Marc Munden leva o terror da pandemia nos lares ao TVCine FEST

(Fotos: Divulgação)

Ainda antes de estrear nos canais TVCine em novembro, o filme “Help”, que acompanha o drama da chegada do Covid-19 a uma casa de repouso e o impacto que isso tem na vida de quem lá trabalha e reside, vai ser exibido este domingo, pelas 13h00, no TVCine FEST, evento que celebra as estreias da televisão em algumas salas NOS de Lisboa, Porto, Aveiro, Viseu, Coimbra, Vila Real, Almada, Loulé e Funchal, no fim de semana de 24 e 25 de setembro.

Marc Munden

Assinado pelo vencedor de três BAFTA e um Emmy Internacional (pela série “Utopia”), Marc Munden, o filme é protagonizado com requintes de excelência por Jodie Comer (Killing Eve; O Último Duelo) e Stephen Graham (This Is England; Salvação), respectivamente nos papéis de Sarah, uma cuidadora, e Tony, um homem de de 47 anos diagnosticado com Alzheimer.

O meu maior desafio era fazer um filme que se sentisse verdadeiro”, explicou-nos Marc Munden em entrevista. “Tínhamos um guião para o qual fizemos muita investigação. Falámos com muitos cuidadores e residentes desses lares, para que nos contassem sobre as suas experiências. Tudo se passava durante o primeiro confinamento, em março de 2020,  e filmámos em março de 2021, ou seja, ainda estávamos frescos sobre os eventos.” 

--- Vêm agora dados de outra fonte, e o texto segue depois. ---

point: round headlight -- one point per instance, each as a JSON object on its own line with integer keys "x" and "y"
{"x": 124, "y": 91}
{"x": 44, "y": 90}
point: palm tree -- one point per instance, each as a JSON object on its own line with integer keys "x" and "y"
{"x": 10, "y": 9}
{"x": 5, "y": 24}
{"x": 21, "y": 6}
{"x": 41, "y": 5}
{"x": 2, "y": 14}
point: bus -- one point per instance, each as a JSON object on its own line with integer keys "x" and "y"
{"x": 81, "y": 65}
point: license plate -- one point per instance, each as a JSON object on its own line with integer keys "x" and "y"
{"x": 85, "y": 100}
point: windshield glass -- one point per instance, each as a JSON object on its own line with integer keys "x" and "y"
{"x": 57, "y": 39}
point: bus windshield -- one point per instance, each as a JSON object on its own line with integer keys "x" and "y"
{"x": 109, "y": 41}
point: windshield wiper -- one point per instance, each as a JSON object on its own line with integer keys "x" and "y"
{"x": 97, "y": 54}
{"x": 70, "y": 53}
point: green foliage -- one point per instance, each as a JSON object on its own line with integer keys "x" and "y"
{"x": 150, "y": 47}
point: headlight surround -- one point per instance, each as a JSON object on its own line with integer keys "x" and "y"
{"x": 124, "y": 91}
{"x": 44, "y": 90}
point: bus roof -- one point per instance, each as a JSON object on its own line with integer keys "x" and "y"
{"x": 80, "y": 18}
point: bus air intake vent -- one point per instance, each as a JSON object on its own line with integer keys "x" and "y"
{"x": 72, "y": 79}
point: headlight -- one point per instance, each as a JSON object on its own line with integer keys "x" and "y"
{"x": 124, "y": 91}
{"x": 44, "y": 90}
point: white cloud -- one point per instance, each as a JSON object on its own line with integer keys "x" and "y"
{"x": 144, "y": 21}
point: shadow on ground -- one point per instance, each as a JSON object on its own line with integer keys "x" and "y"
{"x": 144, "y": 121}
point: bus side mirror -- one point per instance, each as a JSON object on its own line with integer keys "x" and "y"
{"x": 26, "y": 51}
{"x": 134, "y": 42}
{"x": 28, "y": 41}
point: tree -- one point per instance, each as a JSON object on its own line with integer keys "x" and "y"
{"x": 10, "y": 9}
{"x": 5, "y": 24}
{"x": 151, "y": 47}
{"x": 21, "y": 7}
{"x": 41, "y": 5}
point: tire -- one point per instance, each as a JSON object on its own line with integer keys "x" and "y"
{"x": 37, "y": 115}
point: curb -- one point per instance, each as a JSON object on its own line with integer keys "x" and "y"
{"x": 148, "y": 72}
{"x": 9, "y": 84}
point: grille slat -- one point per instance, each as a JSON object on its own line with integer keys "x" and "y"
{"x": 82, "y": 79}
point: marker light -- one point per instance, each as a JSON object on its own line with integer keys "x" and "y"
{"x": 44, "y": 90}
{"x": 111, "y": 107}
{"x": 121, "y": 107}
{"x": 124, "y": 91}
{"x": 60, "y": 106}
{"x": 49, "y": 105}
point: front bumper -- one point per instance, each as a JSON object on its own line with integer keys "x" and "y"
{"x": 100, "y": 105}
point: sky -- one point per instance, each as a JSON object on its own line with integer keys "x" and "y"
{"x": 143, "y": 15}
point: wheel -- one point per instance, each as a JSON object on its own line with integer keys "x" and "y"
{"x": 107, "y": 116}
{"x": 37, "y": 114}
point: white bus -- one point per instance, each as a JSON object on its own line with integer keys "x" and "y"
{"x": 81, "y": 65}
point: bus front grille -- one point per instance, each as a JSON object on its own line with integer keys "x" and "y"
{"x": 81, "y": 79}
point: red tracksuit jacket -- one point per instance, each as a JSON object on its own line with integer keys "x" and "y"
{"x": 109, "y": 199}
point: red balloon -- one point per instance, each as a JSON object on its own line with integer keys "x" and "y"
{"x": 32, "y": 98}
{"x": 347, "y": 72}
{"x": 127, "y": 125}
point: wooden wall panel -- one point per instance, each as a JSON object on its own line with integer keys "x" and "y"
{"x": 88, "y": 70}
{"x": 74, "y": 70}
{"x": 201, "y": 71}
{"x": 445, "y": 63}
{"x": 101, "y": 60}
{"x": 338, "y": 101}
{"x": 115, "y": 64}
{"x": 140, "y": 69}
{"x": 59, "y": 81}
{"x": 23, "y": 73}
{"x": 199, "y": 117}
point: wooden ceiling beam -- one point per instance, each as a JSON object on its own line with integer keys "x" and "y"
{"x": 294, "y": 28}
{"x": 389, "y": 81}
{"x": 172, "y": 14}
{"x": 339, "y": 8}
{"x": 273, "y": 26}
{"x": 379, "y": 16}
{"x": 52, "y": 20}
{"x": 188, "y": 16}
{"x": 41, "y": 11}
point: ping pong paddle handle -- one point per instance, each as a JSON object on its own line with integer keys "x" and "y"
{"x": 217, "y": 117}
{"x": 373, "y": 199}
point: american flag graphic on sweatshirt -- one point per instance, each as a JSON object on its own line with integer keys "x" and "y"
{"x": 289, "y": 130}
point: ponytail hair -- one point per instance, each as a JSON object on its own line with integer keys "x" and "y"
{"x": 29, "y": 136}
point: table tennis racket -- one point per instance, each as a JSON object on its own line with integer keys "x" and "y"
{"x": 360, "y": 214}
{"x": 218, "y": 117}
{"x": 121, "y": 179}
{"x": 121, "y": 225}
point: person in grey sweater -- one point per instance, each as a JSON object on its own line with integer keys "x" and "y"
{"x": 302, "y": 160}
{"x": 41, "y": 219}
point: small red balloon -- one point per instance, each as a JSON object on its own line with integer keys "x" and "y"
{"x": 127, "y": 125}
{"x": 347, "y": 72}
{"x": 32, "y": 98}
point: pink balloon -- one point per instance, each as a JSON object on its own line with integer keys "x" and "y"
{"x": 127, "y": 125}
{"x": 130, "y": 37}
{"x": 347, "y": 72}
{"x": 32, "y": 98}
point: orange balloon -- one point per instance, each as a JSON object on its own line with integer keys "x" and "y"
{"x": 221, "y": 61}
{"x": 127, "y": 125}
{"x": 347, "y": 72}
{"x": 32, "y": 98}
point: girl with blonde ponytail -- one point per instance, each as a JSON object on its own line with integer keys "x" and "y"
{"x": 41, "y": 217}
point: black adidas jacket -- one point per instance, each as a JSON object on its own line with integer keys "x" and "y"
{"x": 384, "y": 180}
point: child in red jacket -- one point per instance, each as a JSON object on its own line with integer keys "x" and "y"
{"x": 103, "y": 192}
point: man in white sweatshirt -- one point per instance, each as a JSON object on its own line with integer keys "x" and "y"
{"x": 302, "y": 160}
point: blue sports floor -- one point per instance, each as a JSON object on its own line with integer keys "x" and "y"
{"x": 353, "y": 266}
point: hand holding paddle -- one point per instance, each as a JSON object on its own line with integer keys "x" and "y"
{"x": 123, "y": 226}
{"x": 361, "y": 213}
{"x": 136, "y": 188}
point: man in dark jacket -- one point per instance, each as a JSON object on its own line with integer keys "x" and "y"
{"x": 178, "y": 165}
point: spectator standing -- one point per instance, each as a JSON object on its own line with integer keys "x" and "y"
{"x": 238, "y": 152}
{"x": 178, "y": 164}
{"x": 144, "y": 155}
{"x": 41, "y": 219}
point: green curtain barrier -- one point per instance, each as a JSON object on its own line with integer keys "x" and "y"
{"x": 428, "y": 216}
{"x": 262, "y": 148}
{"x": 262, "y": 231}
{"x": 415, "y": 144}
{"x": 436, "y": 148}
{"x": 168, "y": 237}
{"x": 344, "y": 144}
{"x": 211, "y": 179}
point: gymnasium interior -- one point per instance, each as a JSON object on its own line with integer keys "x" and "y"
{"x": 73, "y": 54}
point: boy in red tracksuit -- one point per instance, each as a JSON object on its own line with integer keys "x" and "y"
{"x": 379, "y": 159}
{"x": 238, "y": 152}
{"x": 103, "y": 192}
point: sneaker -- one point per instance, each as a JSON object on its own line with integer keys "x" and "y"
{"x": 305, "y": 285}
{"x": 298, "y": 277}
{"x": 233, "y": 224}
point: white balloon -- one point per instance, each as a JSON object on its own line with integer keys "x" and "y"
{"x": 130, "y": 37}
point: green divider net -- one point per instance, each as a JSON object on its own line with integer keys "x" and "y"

O guião de “Help” foi escrito por Jack Thorne, com quem o realizador já tinha colaborado no passado. “Aquilo que ele escreve vem do coração”, diz-nos Munden, acrescentando que muitas vezes a profundidade das personagens não está explícita nas palavras do guião, e só se descobre durante os ensaios: “O Stephen Graham esteve junto de grupos de pessoas com Alzheimer precoce, a Jodie Corner esteve junto de cuidadores, descobrindo o que eles passaram nesse confinamento. Juntamos essas experiências dos dois nos ensaios e começámos a desfiar as camadas do guião, mudando algumas coisas. Mas essencialmente o que filmamos estava no guião”.

E esse guião entrelaça géneros de forma orgânica, com drama, romance e até thriller, na forma quase de filme de cerco (onde o Covid-19 é o vilão), a unirem-se numa história eminentemente política, até porque 40% de todos os mortos pela pandemia no Reino Unido ocorreram nos lares e casas de repouso. “Sim, sem dúvida, é um filme político. Tivemos a perfeita noção que no primeiro confinamento o sector das casas de repouso e lares foi completamente esquecido e negligenciado pelo governo. A questão que temos de fazer é por que razão isso aconteceu? Houve muita atenção ao sector da saúde, felizmente, mas isso não foi acompanhado com a mesma atenção a estes lares e casas. Muitos destes cuidadores sentiram-se esquecidos. Todos batiam palmas aos enfermeiros e médicos, enquanto estes cuidadores nem podiam ir aos supermercados como esses profissionais de saúde. Muitas destas pessoas sentiram-se traídas e isso foi totalmente responsabilidade do governo”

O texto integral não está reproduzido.